Recovering the field. \(\mathbf{B}=\nabla\times\mathbf{A}\) is a derived, element-wise quantity. The script projects it back to a smooth nodal field by an \(L^2\) projection — assemble a MassElementAssembler, build the curl right-hand side with a NodeAssembler, and solve \(M\,\mathbf{B} = \tilde{\mathbf{B}}\) component-wise.
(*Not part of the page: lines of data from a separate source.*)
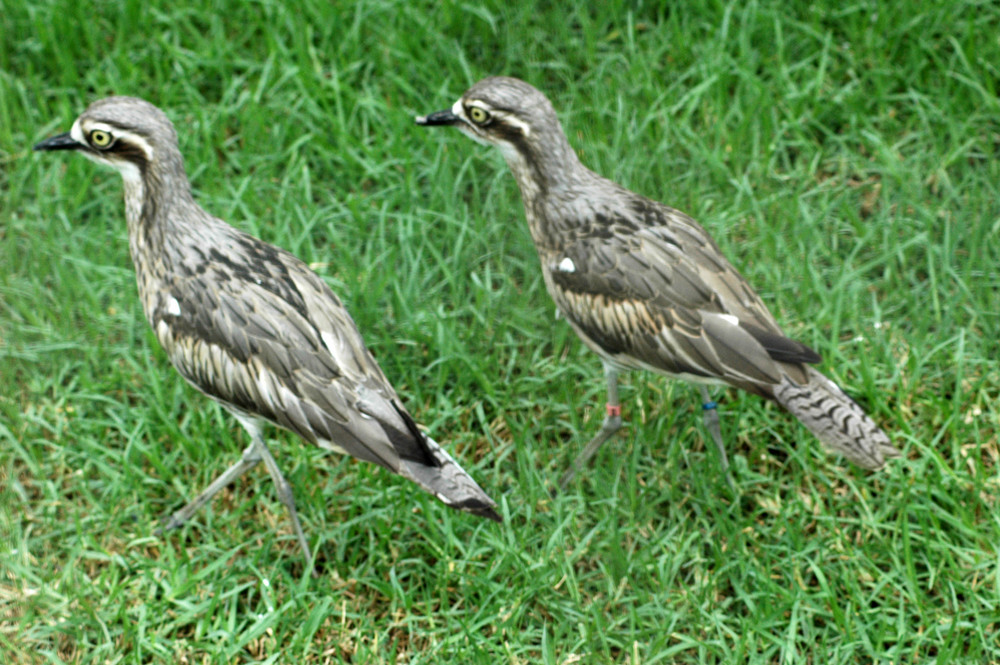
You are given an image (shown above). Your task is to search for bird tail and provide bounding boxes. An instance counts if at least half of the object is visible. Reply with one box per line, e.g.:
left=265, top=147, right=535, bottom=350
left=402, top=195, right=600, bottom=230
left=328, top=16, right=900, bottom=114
left=399, top=436, right=503, bottom=522
left=774, top=367, right=900, bottom=469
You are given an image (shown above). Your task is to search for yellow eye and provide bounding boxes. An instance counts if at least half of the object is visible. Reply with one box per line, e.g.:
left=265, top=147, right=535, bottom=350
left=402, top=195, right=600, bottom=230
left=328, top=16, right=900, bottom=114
left=90, top=129, right=111, bottom=148
left=469, top=106, right=490, bottom=125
This is the same recipe the cylinder flow uses to recover vorticity.

Magnetic field streamlines circling the current-carrying wire — Fig. 50 Output of `magnetostatic.py` (rendered in ParaView): streamlines of \(\mathbf{B}=\nabla\times\mathbf{A}\), viewed roughly down the \(z\) axis. The warm glyphs at the centre mark the \(z\)-directed current channel; the field lines wrap azimuthally around it — the right-hand-rule pattern of a straight wire — while the finite cube boundary gently squares off the outer loops.¶

Running it¶

cd examples/maxwell
python magnetostatic.py        # writes magnetostatic_3d.vtu

The solve writes magnetostatic_3d.vtu with two nodal point fields, the vector potential A and the magnetic field curl_A \(= \nabla\times\mathbf{A}\). Open it in ParaView and apply Stream Tracer or Glyph to curl_A to reproduce the figure above. The mesh size and current settings live at the top of main() if you want to experiment.

What’s next¶

Lid-Driven Cavity — the same “equal-order nodal + consistent stabilization” strategy, there to satisfy the incompressible Navier-Stokes inf-sup condition.
Forms — vector-valued forward returns and the per-node block convention shared by every assembler here.
Boundary Conditions — DOF masking and static condensation for vector unknowns.

[BC2012] (1,2)

S. Badia and R. Codina, A Nodal-based Finite Element Approximation of the Maxwell Problem Suitable for Singular Solutions, SIAM Journal on Numerical Analysis, 50(2):398–417, 2012.